A new Australian study modelling the early stages of Parkinson’s disease has given researchers insight into its causes and a possible treatment. “We’ve shown how inflammation within the brain is related to the development of Parkinson’s disease, and we’ve identified a potential mechanism that can prevent this inflammation,” says UNSW’s Dr Nic Dzamko.
“This is the result of four years’ worth of work, and we’re excited by the outcomes. It offers hope and introduces a new target for therapeutic research, which we’re now working on,” says Dr Dzamko, who is based at Neuroscience Research Australia (NeuRA).
Parkinson’s disease:
It is the 2nd most prevalent neurological condition after dementia. It is characterized by abnormal accumulation of a protein called alpha-synuclein and the loss of dopamine producing cells in a part of the brain-substantia nigra.
The loss of these cells causes trembling, stiffness, slowness of movement and loss of fine motor control. The research team used pluripotent stem cell technology to turn human skin cells into neuronal cells to understand the effects of brain inflammation.

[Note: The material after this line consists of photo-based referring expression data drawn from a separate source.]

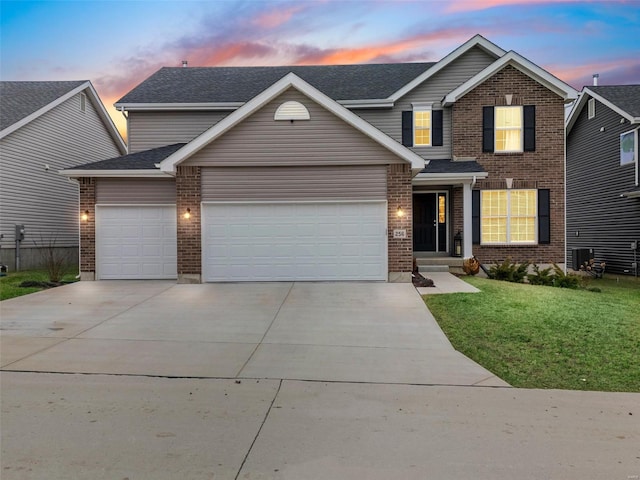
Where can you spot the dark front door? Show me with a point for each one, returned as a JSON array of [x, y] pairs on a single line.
[[425, 222]]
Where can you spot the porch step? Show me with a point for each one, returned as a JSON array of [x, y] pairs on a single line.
[[439, 264]]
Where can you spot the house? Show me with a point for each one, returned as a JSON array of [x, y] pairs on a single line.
[[46, 127], [340, 172], [603, 193]]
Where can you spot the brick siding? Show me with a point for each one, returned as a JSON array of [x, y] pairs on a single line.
[[88, 227], [542, 169], [188, 235], [399, 193]]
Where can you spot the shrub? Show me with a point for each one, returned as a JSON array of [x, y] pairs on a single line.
[[541, 277], [508, 271]]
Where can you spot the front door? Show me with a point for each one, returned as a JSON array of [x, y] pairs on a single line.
[[425, 218]]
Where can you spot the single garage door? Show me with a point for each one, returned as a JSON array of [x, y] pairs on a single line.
[[294, 241], [136, 242]]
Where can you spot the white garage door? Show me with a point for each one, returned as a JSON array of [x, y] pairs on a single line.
[[136, 242], [294, 241]]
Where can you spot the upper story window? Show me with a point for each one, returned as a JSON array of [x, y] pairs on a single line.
[[508, 129], [422, 128], [591, 107]]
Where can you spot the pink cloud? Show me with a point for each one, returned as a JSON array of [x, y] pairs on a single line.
[[612, 72]]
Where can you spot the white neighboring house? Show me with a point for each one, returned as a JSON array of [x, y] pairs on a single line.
[[47, 126]]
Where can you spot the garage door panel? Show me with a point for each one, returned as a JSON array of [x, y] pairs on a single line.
[[136, 242], [281, 241]]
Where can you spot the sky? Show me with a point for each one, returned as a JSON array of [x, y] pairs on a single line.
[[117, 44]]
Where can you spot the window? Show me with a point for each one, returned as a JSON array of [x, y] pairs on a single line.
[[508, 129], [422, 127], [508, 216]]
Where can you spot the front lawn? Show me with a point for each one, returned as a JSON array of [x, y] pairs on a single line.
[[545, 337], [10, 285]]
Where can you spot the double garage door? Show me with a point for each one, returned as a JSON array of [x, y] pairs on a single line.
[[277, 241]]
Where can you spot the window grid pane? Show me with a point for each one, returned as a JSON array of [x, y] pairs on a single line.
[[508, 216], [508, 129], [422, 127]]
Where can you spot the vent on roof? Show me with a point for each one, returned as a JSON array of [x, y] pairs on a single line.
[[591, 107], [292, 111]]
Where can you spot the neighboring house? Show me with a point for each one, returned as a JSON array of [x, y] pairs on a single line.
[[46, 127], [330, 172], [603, 193]]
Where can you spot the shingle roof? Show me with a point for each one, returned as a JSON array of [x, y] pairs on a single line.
[[20, 99], [448, 166], [144, 160], [240, 84], [625, 97]]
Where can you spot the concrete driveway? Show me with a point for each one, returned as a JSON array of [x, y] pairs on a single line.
[[281, 381], [348, 332]]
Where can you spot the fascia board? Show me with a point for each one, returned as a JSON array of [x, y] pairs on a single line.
[[177, 106], [289, 80], [426, 178], [75, 173], [476, 41], [530, 69]]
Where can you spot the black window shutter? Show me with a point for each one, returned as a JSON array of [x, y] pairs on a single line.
[[436, 128], [487, 129], [407, 128], [544, 217], [529, 128], [475, 216]]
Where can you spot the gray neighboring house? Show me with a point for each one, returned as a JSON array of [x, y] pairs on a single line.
[[45, 127], [603, 190]]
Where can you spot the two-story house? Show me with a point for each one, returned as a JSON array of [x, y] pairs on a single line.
[[46, 126], [603, 192], [338, 172]]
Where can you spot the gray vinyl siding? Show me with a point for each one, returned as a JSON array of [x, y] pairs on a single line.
[[596, 213], [323, 140], [135, 191], [149, 130], [433, 90], [43, 200], [367, 182]]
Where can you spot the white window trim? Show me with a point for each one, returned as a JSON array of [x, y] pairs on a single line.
[[495, 130], [423, 107], [508, 217]]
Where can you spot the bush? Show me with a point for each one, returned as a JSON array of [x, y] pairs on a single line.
[[541, 277], [508, 271]]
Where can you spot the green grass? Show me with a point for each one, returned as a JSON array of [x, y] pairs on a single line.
[[545, 337], [9, 285]]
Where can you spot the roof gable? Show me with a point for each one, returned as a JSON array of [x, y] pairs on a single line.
[[520, 63], [291, 80], [23, 102], [623, 99]]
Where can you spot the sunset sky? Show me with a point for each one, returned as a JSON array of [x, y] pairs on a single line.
[[117, 44]]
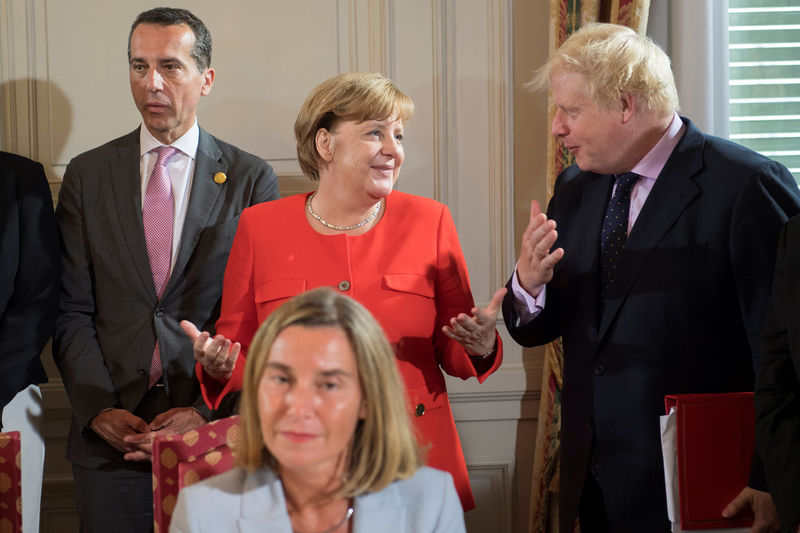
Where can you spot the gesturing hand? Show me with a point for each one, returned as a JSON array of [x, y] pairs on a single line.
[[217, 355], [476, 333], [536, 261]]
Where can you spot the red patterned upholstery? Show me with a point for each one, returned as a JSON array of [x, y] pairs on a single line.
[[180, 460], [10, 483]]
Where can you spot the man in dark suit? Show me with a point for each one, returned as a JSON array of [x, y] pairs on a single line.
[[29, 270], [131, 273], [777, 395], [657, 277]]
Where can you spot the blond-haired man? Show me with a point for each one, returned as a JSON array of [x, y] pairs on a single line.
[[653, 262]]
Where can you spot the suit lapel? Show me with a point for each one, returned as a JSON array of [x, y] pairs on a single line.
[[380, 511], [202, 200], [673, 191], [126, 183], [263, 504]]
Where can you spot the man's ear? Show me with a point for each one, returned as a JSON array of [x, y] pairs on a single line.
[[628, 107], [208, 81], [324, 143]]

The link between inflammation and Parkinson’s:
The brain uses toll-like receptors (TLR) to detect pathogens and regulate inflammation arising from compromised immunity. A consequence of activating TLR is the production of α-synuclein, which is responsible for creating ‘clumps’ of Lewy bodies; a hallmark of Parkinson’s disease.
“We found that a particular toll-like receptor, TLR2, is increased in neurons in post-mortem PD brain tissue, which provided new information for us. Given that neurons accumulate α-synuclein in Parkinson’s disease, our results suggest that TLR2 is of central importance in understanding how the disease starts.”
Using stem cells, researchers activated TLR2, which created an inflammatory response that increased the levels of α-synuclein, suggesting that inflammation is a cause, at least in part, of Parkinson’s disease.
The team also inhibited TLR2, which prevented the increase in alpha-synuclein ‘clumping’ in the stem-cell derived neurons, suggesting it is a target for further research into therapeutic interventions.
This could be used in human trials, in identifying a drug that can prevent TLR2-enabled increase in α-synuclein.